In part V of this series I will continue my review of the Martindale et al (4) book chapter, which, for me, makes it unmistakably clear that, when used with a good understanding of the metabolic issues involved, clinical nutrition is absolutely essential to lasting improvements in health for chronically ill patients who have undergone years of physiologic, biochemical, and/or psychological stress plus the inevitable well-meaning, but highly destructive catabolic efforts of the body to deal with it.

Moss Nutrition Report #232 – 04/01/2010 – PDF Version


  1. Kushner I & Rzewnicki. Acute phase response. In: Gallin JI & Snyderman R, ed. Inflammation: Basic Principles and Clinical Correlations, 3rd Edition. Philadephia: Lippincott Williams & Wilkins; 1999:317-329.

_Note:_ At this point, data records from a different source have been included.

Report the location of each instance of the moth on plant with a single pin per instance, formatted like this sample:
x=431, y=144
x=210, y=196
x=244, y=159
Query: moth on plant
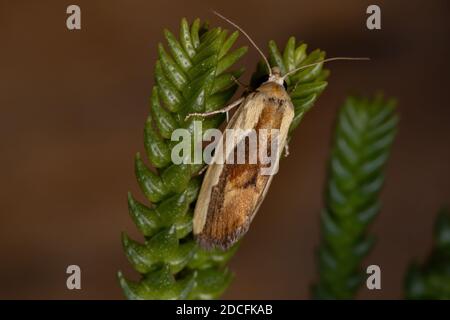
x=232, y=193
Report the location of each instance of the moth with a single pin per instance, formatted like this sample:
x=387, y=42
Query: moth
x=232, y=193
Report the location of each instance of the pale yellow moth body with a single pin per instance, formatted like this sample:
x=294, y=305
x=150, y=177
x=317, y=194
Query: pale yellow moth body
x=231, y=194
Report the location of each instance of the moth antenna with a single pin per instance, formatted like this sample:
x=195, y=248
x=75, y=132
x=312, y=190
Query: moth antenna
x=323, y=61
x=248, y=37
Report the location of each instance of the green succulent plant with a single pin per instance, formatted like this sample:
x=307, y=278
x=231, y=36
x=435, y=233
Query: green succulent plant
x=193, y=76
x=363, y=136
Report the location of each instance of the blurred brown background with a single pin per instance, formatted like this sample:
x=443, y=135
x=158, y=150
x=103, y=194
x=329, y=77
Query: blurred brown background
x=73, y=106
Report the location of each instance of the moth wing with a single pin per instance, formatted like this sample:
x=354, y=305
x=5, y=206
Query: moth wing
x=232, y=193
x=212, y=176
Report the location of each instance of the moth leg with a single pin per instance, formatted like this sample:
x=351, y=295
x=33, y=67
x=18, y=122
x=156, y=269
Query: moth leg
x=286, y=150
x=223, y=110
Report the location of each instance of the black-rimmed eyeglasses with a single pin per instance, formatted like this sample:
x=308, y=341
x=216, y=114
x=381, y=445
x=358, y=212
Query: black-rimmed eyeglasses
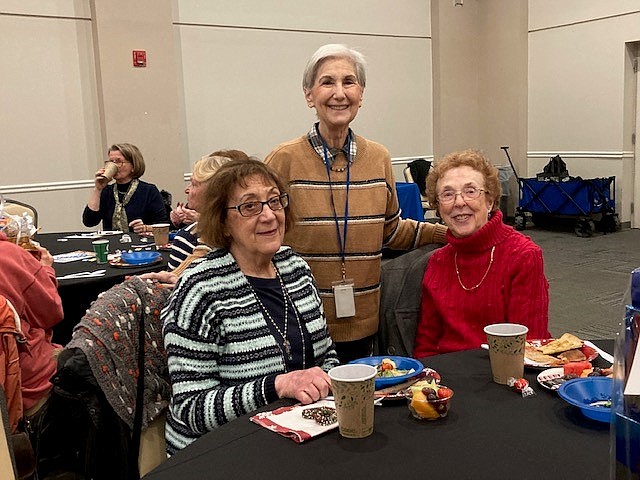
x=467, y=193
x=117, y=162
x=251, y=209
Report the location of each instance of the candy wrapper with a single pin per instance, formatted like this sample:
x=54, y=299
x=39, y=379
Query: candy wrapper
x=520, y=385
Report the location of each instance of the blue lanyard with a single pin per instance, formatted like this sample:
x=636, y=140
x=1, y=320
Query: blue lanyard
x=342, y=241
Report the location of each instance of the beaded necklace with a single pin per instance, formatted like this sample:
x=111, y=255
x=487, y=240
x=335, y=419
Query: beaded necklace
x=468, y=289
x=286, y=300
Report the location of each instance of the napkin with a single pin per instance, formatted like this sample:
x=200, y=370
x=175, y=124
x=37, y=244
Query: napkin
x=288, y=421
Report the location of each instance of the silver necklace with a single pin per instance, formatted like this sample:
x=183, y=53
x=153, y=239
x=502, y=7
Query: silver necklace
x=468, y=289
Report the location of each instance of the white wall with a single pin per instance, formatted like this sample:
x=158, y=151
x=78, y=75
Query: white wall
x=577, y=66
x=228, y=78
x=242, y=68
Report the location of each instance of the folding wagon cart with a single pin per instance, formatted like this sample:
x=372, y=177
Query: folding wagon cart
x=589, y=202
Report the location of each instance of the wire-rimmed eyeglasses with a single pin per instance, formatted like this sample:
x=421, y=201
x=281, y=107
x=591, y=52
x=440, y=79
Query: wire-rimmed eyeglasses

  2. Biasillo G et al. Inflammatory biomarkers and coronary heart disease: from bench to bedside and back. Intern Emerg Med. 2010;Published online February 25, 2010.
  3. Tisdale MJ. Protein metabolism in cachexia. In: G M, ed. Cachexia and Wasting: A Modern Approach. New York: Springer; 2006:185-190.
  4. Martindale RG et al. The metabolic response to stress and alterations in nutrient metabolism. In: Shikora SA et al, ed. Nutritional Considerations in the Intensive Care Unit. Dubuque, IA: Kendall/Hunt Publishing Co.; 2002:11-19.